De distâncias e afetos
Texto: Ana Ribas Diefenthaeler
Fonte: A Notícia
As redes nem tão sociais aproximam quem está longe e afastam quem está perto… Uma ambiguidade existencial, nestes tempos em que vemos pela tevê, em tempo real, as investigações dos tantos escândalos, os acidentes e a banalização da vida e da ética do viver. Há quem diga que deixamos de ser impassíveis – e passamos, mesmo, à ação. Até fomos para as ruas, vejam só.

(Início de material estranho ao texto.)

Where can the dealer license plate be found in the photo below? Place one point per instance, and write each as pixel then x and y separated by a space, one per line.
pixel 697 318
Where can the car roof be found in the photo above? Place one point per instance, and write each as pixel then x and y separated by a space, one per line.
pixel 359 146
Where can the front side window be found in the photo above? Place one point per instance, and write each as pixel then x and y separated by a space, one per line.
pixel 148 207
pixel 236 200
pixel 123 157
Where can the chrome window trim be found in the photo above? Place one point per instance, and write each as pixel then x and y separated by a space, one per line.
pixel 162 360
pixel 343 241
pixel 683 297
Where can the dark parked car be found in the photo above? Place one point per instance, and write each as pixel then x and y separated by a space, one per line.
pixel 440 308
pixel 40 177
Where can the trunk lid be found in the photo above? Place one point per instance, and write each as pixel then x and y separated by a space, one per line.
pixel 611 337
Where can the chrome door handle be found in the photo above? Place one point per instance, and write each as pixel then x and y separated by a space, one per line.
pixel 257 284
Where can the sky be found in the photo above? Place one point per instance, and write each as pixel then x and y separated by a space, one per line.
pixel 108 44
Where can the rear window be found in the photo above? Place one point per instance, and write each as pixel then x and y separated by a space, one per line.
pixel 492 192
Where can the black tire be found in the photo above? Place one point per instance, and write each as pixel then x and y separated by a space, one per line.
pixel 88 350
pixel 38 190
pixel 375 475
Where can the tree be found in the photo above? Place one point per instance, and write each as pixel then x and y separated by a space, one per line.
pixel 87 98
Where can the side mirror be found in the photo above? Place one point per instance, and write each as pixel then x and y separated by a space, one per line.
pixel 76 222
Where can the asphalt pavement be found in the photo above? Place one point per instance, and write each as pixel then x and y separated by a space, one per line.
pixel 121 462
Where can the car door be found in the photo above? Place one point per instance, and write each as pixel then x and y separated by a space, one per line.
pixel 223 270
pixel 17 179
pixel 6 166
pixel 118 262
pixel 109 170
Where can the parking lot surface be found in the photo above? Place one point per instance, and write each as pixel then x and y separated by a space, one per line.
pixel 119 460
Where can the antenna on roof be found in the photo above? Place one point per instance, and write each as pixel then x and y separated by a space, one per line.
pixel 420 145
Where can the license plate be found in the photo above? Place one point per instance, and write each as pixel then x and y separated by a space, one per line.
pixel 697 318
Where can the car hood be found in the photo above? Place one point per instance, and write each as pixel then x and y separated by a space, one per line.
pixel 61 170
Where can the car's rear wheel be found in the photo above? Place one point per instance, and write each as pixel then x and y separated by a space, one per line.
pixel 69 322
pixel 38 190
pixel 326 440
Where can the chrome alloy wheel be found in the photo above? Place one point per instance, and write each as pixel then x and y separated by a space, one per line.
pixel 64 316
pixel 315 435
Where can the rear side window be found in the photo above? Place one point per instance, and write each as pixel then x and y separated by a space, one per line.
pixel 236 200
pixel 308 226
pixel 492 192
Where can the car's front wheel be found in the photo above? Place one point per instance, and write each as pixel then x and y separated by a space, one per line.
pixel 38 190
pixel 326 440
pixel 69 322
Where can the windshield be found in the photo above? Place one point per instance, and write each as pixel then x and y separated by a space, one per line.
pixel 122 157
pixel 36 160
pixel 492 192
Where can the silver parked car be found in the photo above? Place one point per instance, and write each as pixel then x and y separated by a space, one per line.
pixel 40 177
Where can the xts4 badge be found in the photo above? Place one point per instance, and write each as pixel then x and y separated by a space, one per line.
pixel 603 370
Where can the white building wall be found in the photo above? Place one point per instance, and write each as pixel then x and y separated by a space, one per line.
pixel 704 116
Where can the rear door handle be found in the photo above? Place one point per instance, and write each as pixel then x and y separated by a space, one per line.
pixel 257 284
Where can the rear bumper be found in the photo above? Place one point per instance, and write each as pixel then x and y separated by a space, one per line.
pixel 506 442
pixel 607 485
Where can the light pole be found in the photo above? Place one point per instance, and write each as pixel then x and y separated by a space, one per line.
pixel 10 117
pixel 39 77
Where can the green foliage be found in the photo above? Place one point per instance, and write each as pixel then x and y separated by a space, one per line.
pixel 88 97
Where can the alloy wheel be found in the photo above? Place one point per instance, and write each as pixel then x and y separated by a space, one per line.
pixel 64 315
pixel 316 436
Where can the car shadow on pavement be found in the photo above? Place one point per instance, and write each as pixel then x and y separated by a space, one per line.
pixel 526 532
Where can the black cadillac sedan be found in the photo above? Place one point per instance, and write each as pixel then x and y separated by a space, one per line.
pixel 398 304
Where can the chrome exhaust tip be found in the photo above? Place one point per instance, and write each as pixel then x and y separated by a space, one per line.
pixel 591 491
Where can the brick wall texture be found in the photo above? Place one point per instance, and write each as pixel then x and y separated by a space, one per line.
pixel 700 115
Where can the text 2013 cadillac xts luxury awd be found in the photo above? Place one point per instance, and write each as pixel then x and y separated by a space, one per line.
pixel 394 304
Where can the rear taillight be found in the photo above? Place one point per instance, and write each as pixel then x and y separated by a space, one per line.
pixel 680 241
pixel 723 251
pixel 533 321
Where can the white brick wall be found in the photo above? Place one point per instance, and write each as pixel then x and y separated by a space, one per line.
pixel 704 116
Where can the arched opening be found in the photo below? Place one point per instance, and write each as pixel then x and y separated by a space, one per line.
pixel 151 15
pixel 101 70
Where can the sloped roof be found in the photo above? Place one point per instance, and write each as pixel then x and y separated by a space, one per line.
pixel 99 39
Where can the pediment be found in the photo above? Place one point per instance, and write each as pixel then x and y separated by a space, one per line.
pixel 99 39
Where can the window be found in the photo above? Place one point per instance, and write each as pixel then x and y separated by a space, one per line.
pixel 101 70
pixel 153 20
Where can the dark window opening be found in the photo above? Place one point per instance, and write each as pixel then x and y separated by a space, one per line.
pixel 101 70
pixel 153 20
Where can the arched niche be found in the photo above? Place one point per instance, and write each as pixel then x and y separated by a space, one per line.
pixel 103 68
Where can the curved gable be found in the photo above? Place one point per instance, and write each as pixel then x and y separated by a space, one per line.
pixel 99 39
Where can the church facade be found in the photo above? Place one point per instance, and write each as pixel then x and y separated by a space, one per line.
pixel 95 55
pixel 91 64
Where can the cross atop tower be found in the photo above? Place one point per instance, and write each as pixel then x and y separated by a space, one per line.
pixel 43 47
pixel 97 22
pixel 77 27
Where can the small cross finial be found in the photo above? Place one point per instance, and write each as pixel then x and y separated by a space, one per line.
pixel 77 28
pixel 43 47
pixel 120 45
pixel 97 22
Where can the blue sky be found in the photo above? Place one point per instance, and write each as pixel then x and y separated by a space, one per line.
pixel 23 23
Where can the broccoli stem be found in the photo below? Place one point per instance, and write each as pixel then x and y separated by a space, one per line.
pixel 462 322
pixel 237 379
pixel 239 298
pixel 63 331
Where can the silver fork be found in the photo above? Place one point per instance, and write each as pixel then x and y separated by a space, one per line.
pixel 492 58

No entanto, enquanto conversávamos, pela virtualidade do não-ser, com amigos de lugares os mais distantes sobre a situação econômica e apontávamos nossas metralhadoras para tudo o que fosse institucional e político – como se fosse possível implodir o País e reconstruir tudo do zero –, não víamos passar em nossa rua aquela vizinha doente e só. A mulher que reside a poucas casas de nós, de quem soubemos, tempos atrás, da grave doença e dificuldades tantas, da falta da família, que vive no interior do Paraná… Aquela senhora de seus sessenta e tantos, que aparenta muito mais e atravessa a rua em cansados pés, em busca de um transporte que a permita chegar ao tão aguardado atendimento médico – aquela pessoa, tão triste, é invisível.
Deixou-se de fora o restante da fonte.